Yo la conocía. Era una gran revolucionaria. No se había sumado a Jaime, pero mantenía una posición crítica con el viejo CC. Por lo que yo sabía, cuando se inició la guerra civil y la República atacó también a los bolcheviques que no estaban con Jaime, Miranda organizó una desesperada pero efectiva defensa, contando con trabajadores y revolucionarios de distintas tendencias que trataban de protegerse del gobierno y la represión.

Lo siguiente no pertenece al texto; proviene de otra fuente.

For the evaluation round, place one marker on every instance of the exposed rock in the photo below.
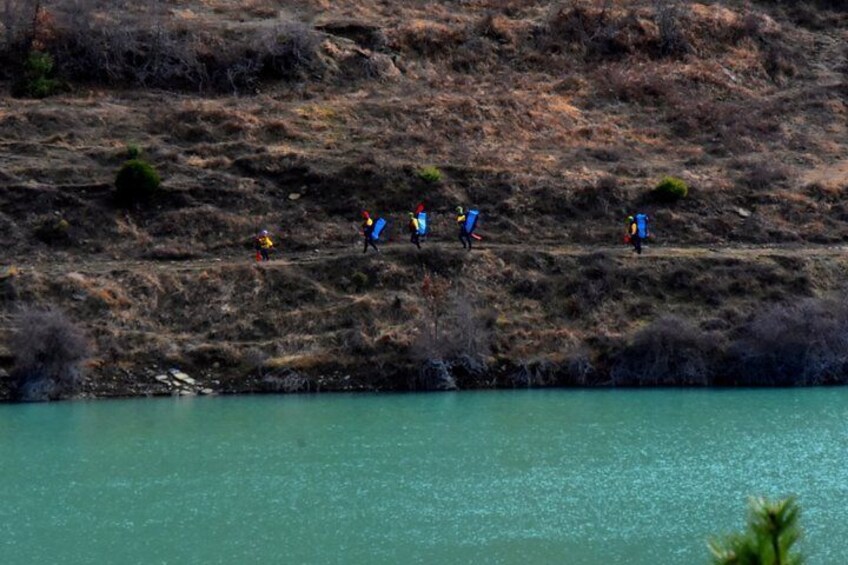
(182, 377)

- A diferencia de otros prisioneros, -continuó explicándome Pablo - Miranda mantuvo la calma cuando la capturamos y trató en todo momento de resistir nuestras torturas. Nos habían preparado a soportar todas vuestras soflamas, consignas y propaganda. Pero ella aprovechaba la mínima oportunidad para explicar vuestras ideas. Sé que buscaba desmoralizarnos, que nos viéramos como marionetas de los capitalistas y fascistas, que supiéramos que eran ellos los que luchaban por el pueblo y no nosotros... Así fueron pasando los días de encierro y tortura. Teníamos orden de no matar al prisionero hasta que lográramos quebrar su espíritu, hasta que delataran y confesaran por efecto del dolor, para evitar más dolor, para que desearan la muerte antes de más dolor. Pero Miranda resistía. Ni confesaba, ni delataba. Le hice los mayores tormentos. Llegué a profanar su carne con cortes y heridas, mutilaciones y vejaciones que, recordándolo tiempo después, me cuesta trabajo verme capaz de hacer semejantes actos. Y ella resistía y cuando recuperaba el conocimiento me volvía una y otra vez a explicar que existen clases sociales etcétera, etcétera, etcétera. Mis superiores se impacientaban y querían resultados. Y entonces descubrí que la admiraba. Admiraba a aquella bolchevique a la que me habían enseñado a odiar. Incluso creo que llegue a amarla... Y por amor la maté. Durante una tortura. Decidí librarla del sufrimiento. Nadie sospechó, porque estos “accidentes” sucedían. Sí, amaba a aquella mujer e hice lo único que podía hacer para ahorrarle más dolor. Pero todo cambio para mí. Ya no podía hacer mi trabajo. Mi mundo, construido en los cuarteles de las BAB, se desmoronaba, pero yo seguía siendo un asesino... Aún pasaron un par de años de supuesta “paz” en los que yo fingía seguir siendo un BAB, pero ya no podía más. Cuando finalmente, durante una misión, decidí desertar, sólo podía acudir a la mafia para conseguir ayuda y sólo podía ofrecer mis habilidades para pagar esa ayuda. 

Era horrible. Pablo, o Laso, me dejó helada.